Recently I’ve run into a couple problems related to things like online voting and payment escrow and where I wanted to be able to provide a hosted service for something, that would be transparent and verifiable. To minimize the amount of trust the users would have to put in me, I wanted to not only make the code that I was running publicly available, but also give people the ability to check that my hosted service was actually running the code that I said it was, and I hadn’t deployed something different, or done something to my server that would make it behave differently.
This kind of transparency didn’t seem like a particularly exotic thing to want, so I googled around for people running a platform that would let me do that kind of thing. But I couldn’t find anything, so I thought I’d write it up and see if anyone has done this, or has thoughts on how it should be done.
Why do I want to make hosted stuff transparent? Here’s an example.
Adam and Bob make a bet, and Chris agrees to referee if one of them tries to cheat. To do this, they agree that two people out of three will need to agree to access the money. If Adam and Bob settle the bet as planned, Chris doesn’t need to do anything.
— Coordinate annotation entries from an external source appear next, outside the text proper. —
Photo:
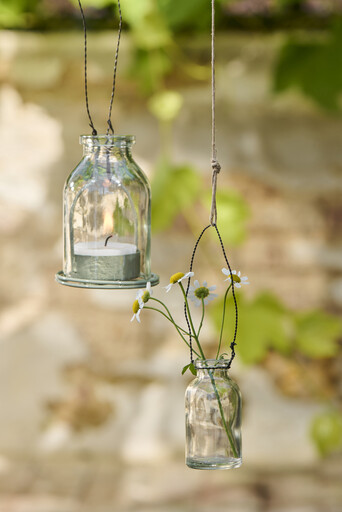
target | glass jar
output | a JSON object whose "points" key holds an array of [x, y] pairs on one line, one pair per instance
{"points": [[107, 217], [213, 418]]}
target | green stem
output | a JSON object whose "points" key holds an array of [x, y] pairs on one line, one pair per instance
{"points": [[191, 322], [169, 313], [226, 427], [223, 317], [175, 325], [200, 327]]}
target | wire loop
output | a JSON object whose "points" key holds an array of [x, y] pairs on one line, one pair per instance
{"points": [[109, 122]]}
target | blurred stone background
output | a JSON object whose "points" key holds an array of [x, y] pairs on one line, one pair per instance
{"points": [[92, 414]]}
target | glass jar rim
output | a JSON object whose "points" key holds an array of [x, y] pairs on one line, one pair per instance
{"points": [[212, 364], [107, 140]]}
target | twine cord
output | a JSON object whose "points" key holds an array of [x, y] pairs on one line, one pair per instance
{"points": [[216, 168], [109, 120]]}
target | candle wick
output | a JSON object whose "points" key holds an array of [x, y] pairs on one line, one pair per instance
{"points": [[108, 237]]}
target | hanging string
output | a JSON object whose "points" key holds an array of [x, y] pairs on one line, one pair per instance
{"points": [[91, 124], [216, 167], [109, 121]]}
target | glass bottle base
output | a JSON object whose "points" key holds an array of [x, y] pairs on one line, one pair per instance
{"points": [[213, 462]]}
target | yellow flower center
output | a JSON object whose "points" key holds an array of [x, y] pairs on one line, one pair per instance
{"points": [[202, 292], [236, 278], [145, 297], [176, 277], [136, 307]]}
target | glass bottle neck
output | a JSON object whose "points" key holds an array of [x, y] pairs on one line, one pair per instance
{"points": [[211, 368], [101, 146], [208, 373]]}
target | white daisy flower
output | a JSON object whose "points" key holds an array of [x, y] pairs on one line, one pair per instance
{"points": [[137, 307], [237, 278], [177, 278], [198, 292], [141, 298]]}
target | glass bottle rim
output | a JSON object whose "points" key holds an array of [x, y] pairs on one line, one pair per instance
{"points": [[212, 364], [104, 140]]}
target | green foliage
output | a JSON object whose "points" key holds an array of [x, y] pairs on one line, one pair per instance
{"points": [[313, 67], [174, 189], [326, 432], [166, 105], [233, 212], [317, 333], [180, 14], [265, 324], [190, 367], [14, 13]]}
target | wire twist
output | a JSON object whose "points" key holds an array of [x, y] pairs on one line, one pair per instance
{"points": [[109, 120], [216, 168]]}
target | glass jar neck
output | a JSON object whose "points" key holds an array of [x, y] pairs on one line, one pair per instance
{"points": [[211, 367], [107, 145]]}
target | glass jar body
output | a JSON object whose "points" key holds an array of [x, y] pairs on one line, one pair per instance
{"points": [[107, 214], [213, 418]]}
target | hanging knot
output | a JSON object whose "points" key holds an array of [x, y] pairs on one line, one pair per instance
{"points": [[110, 126], [216, 167], [94, 131]]}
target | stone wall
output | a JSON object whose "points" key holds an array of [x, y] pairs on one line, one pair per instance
{"points": [[91, 405]]}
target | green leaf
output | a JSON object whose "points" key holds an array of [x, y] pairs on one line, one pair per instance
{"points": [[185, 368], [192, 369], [174, 189], [326, 432], [166, 105], [181, 15], [313, 67], [97, 4], [317, 334], [232, 212], [263, 324]]}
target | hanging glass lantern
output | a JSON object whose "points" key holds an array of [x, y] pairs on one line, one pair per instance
{"points": [[107, 218], [213, 418]]}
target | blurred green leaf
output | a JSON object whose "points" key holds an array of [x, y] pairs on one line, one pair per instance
{"points": [[263, 323], [190, 367], [326, 432], [314, 67], [232, 212], [317, 334], [174, 189], [13, 13], [180, 14], [149, 68], [166, 105]]}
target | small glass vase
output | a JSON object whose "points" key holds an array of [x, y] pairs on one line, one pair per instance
{"points": [[213, 418]]}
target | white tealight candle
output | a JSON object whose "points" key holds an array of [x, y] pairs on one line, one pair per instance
{"points": [[99, 248], [114, 261]]}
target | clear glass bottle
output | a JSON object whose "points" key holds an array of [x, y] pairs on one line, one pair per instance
{"points": [[107, 217], [213, 418]]}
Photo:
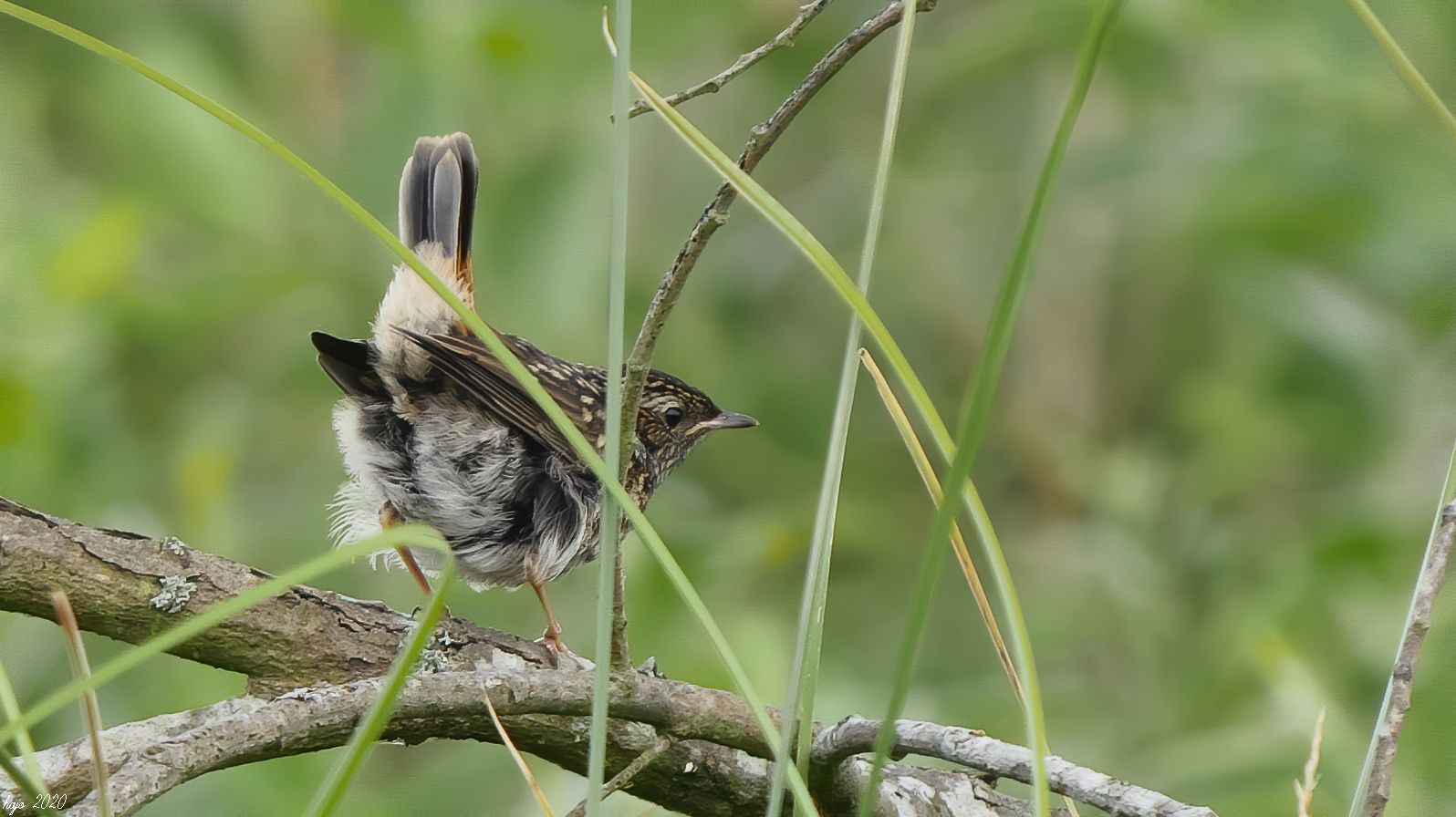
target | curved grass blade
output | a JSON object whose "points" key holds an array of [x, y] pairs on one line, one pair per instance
{"points": [[32, 790], [932, 485], [798, 707], [1404, 66], [525, 377], [608, 564], [826, 264], [972, 429], [412, 534], [376, 719], [10, 705], [1018, 273]]}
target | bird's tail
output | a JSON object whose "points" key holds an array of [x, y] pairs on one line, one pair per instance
{"points": [[437, 194]]}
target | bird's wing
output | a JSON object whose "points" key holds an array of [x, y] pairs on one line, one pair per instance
{"points": [[577, 389]]}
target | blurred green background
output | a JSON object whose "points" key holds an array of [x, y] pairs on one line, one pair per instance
{"points": [[1213, 460]]}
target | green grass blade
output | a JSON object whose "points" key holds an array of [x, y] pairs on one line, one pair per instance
{"points": [[10, 705], [1427, 95], [412, 534], [1405, 67], [972, 429], [826, 264], [376, 719], [616, 326], [525, 377], [515, 755], [798, 707]]}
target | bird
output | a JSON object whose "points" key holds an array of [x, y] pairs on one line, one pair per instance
{"points": [[434, 429]]}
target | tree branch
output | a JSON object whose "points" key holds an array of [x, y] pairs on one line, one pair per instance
{"points": [[762, 137], [328, 651]]}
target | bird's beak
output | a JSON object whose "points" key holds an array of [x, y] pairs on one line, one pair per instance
{"points": [[728, 419]]}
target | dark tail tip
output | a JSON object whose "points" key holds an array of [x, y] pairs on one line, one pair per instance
{"points": [[437, 194]]}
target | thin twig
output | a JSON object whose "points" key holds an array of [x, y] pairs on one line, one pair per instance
{"points": [[715, 83], [627, 773], [515, 755], [932, 485], [1305, 791], [762, 137], [80, 667], [1402, 675]]}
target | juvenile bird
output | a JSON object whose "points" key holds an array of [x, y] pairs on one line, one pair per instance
{"points": [[434, 429]]}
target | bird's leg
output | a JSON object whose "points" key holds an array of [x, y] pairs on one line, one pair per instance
{"points": [[389, 517], [552, 636]]}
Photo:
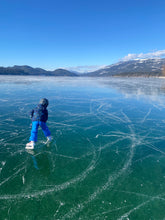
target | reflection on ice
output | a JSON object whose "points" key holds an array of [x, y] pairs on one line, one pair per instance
{"points": [[108, 161]]}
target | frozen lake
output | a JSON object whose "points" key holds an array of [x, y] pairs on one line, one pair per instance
{"points": [[107, 158]]}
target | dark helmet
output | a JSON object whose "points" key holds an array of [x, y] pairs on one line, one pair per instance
{"points": [[44, 102]]}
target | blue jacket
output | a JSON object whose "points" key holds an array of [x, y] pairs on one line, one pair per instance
{"points": [[40, 113]]}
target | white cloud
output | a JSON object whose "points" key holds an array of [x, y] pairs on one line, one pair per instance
{"points": [[155, 54]]}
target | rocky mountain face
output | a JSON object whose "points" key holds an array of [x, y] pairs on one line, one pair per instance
{"points": [[27, 70], [143, 67]]}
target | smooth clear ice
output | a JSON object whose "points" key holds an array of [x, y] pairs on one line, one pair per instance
{"points": [[107, 157]]}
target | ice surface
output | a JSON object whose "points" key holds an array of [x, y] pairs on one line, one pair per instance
{"points": [[107, 160]]}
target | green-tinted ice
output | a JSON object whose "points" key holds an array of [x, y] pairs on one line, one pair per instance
{"points": [[107, 157]]}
If Adam or Bob loses the bet and disappears, Chris will make sure the money goes to the winner. And if Chris wants to run off with Adam and Bob’s money, he’ll have to persuade one or the other to conspire with him.
To help with transactions like these, someone – let’s call them Dave – runs a website that lets them do the following:
- Adam goes to Dave’s website and types in his own, Bob’s and Chris’s e-mail addresses.
- Dave’s server creates a private BitCoin key and a public BitCoin address. The private key can be used to access money sent to the public address.
- Dave’s server splits the private key into three parts, and sends a different two parts of the three to each of Adam, Bob and Chris along with the public BitCoin address.
- Dave’s server deletes the key, so it won’t be able to access the money that Adam and Bob are about to pay in.
- Adam and Bob pay their stakes to the public address.
- When the bet is settled, the loser sends their part of the private key to the winner, who can now access the money.
- If the loser fails to send the winner their part of the private key, the referee will send theirs to the winner instead.
(*) The BitCoin people have a plan to solve this problem properly by building multiple-signature features right into the transactions, so hopefully when they’re done it’ll take care of itself.
How can Adam, Bob and Chris trust that Dave isn’t going to secretly copy the private key, then use it to steal the money?
The software and hardware Dave is running should be publicly verifiable wherever possible, or failing that verifiably in the control of a large, trusted organization with little incentive to cheat.
Thinking about the way cloud hosting works right now, we might do something like this:
- The server hardware the service runs on is controlled by Rackspace/Amazon.
- The server OS and core software are based on a publicly available image, if possible created using a transparent process by a trusted party (ideally Rackspace/Amazon, as we have to trust them anyway).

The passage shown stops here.